The Sun Microsystems Ultra 80 is a computer workstation that shipped from November 1999 to 2002.

Its enclosure is a fairly large (445 mm (17.5 in) high, 255 mm (10.0 in) wide and 602 mm (23.7 in) deep) and heavy (29.5 kg (65 lb)) tower design. At launch, it shipped with Solaris 7, and was available in a variety of different configurations, with one (model 1450), two (model 2450) or four (model 4450) 64-bit UltraSPARC II CPUs and up to 4 GB of RAM. When released, the Ultra 80 was Sun's highest performance workstation.

The Ultra 80 is similar to the lower-cost Sun Ultra 60, but is somewhat larger and supports more CPUs and memory. Although it was designed as a workstation rather than a server, it may be rack mounted using an optional kit. The Enterprise 420R is a server product based on the Ultra 80 motherboard in a specialized rack-mountable chassis, with custom power supplies and other parts more appropriate for server applications.

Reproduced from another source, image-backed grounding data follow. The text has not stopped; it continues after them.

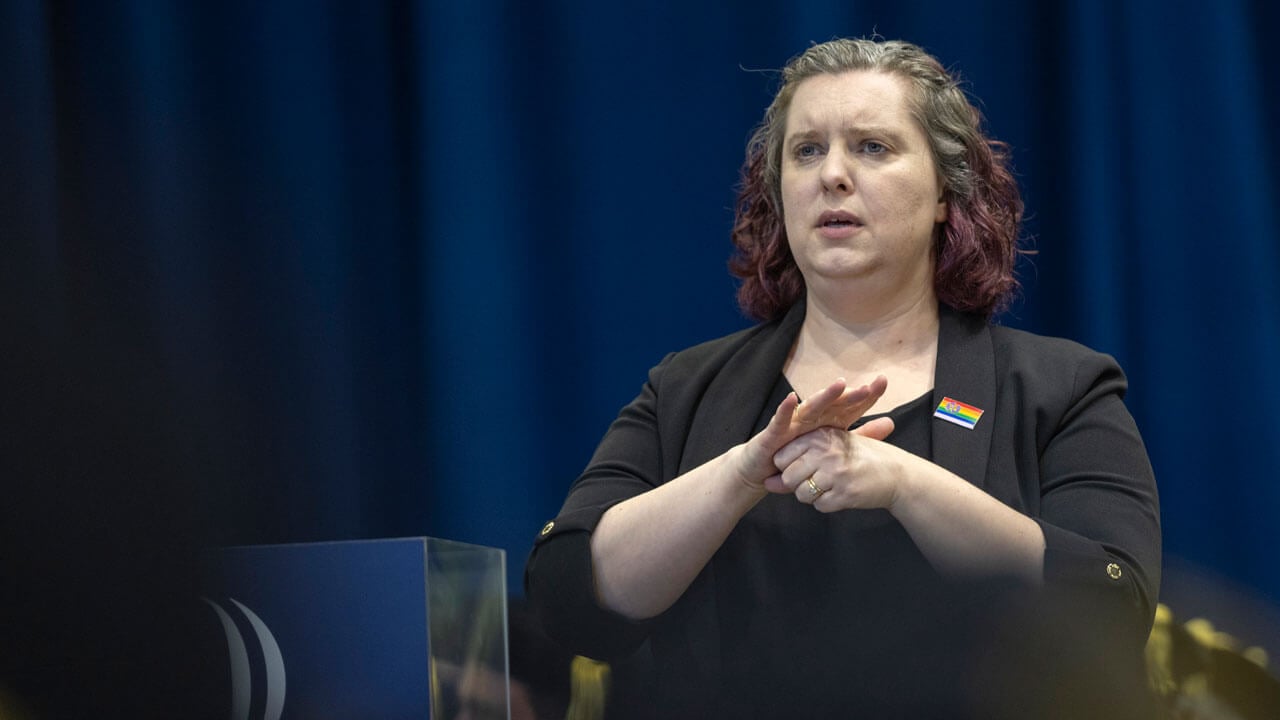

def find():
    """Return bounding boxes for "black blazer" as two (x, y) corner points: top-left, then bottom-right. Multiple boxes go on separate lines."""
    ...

(526, 301), (1160, 713)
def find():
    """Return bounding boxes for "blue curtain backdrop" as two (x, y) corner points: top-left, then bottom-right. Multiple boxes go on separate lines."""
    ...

(5, 0), (1280, 672)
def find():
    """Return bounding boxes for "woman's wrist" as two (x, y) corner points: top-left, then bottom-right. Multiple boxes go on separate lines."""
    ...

(723, 444), (772, 497)
(883, 450), (918, 517)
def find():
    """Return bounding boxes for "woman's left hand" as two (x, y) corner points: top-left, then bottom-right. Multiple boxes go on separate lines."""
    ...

(763, 419), (905, 512)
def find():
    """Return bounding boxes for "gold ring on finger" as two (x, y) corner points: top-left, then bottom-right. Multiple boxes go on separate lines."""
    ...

(806, 476), (822, 498)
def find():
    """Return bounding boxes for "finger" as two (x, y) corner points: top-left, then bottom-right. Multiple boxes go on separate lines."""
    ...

(795, 474), (827, 505)
(736, 392), (800, 483)
(762, 473), (789, 494)
(791, 378), (848, 426)
(773, 391), (800, 428)
(826, 385), (873, 415)
(776, 457), (814, 492)
(823, 391), (874, 428)
(839, 375), (889, 420)
(772, 430), (820, 470)
(853, 417), (895, 441)
(761, 391), (800, 441)
(867, 374), (888, 398)
(811, 489), (835, 513)
(806, 377), (848, 406)
(808, 375), (889, 430)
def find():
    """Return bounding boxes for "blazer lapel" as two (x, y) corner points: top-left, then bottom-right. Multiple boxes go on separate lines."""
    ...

(931, 306), (997, 492)
(679, 301), (806, 472)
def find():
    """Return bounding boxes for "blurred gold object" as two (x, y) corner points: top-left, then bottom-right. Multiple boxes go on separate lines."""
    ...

(1145, 603), (1280, 719)
(0, 686), (32, 720)
(1146, 603), (1178, 697)
(1242, 647), (1269, 668)
(566, 656), (611, 720)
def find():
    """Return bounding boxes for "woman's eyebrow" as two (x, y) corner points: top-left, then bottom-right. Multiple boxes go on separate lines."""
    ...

(786, 125), (907, 144)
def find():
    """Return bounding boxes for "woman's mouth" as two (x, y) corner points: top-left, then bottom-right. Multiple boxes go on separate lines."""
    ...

(817, 210), (863, 230)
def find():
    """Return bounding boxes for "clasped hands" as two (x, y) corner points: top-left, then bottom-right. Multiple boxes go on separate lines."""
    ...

(735, 376), (903, 512)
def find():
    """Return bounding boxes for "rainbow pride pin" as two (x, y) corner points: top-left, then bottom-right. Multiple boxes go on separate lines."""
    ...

(933, 397), (984, 430)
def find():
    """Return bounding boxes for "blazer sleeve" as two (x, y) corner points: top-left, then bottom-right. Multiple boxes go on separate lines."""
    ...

(1032, 349), (1161, 642)
(523, 355), (673, 660)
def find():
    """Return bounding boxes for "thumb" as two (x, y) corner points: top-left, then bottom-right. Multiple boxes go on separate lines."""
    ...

(762, 473), (790, 494)
(853, 416), (895, 441)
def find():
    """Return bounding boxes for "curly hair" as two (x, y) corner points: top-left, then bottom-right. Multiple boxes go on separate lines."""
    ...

(729, 38), (1024, 321)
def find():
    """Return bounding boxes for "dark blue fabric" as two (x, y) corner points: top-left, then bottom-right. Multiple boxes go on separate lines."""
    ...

(4, 0), (1278, 650)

The last order date for the Ultra 80 was July 2002 and the last model stopped shipping in October 2002. The later Ultra 45, introduced in 2006, supports a maximum of two CPUs, rather than the four of the Ultra 80.

The Ultra 80 shipped with Solaris 7 Update 8/99, and is capable running later versions of Solaris through Solaris 10 (Oracle Solaris 11 dropped support for UltraSPARC II, III and IV processors), as well as Linux and NetBSD. The Ultra 80 cannot run Microsoft Windows directly, although an internal PCI card (SunPCi II pro and similar) from Sun could be fitted to allow the use of Windows.

Full specifications can be found on the Sun web site.

Although only sold with either one, two, or four CPUs, the use of three CPUs is a supported configuration. The CPUs run at 450 MHz and have 16-KB data and 16-KB instruction cache on chip with a secondary 4-MB external cache. The X1195A is the part number of one of the CPUs. Each CPU has an integrated floating point processor.

The Ultra 80 uses 144-pin 5V 60-ns DIMM memory modules of either 64 or 256 MB, which should be installed in sets of four identical DIMMs. There are 16 DIMM sockets, so it is possible to fit up to 4 GB with sixteen 256 MB modules. The memory bus is 576 bits wide; 512 bits are used for data and 64 bits for error correction. The specifications list a maximum throughput of 1.78-GB/s. Performance is improved if 2-way interleaving is used (giving 512 MB or 2 GB) and maximum performance is achieved with 4-way interleaving, in which case all 16 memory slots would be used, providing the machine with 1 GB or 4 GB of RAM.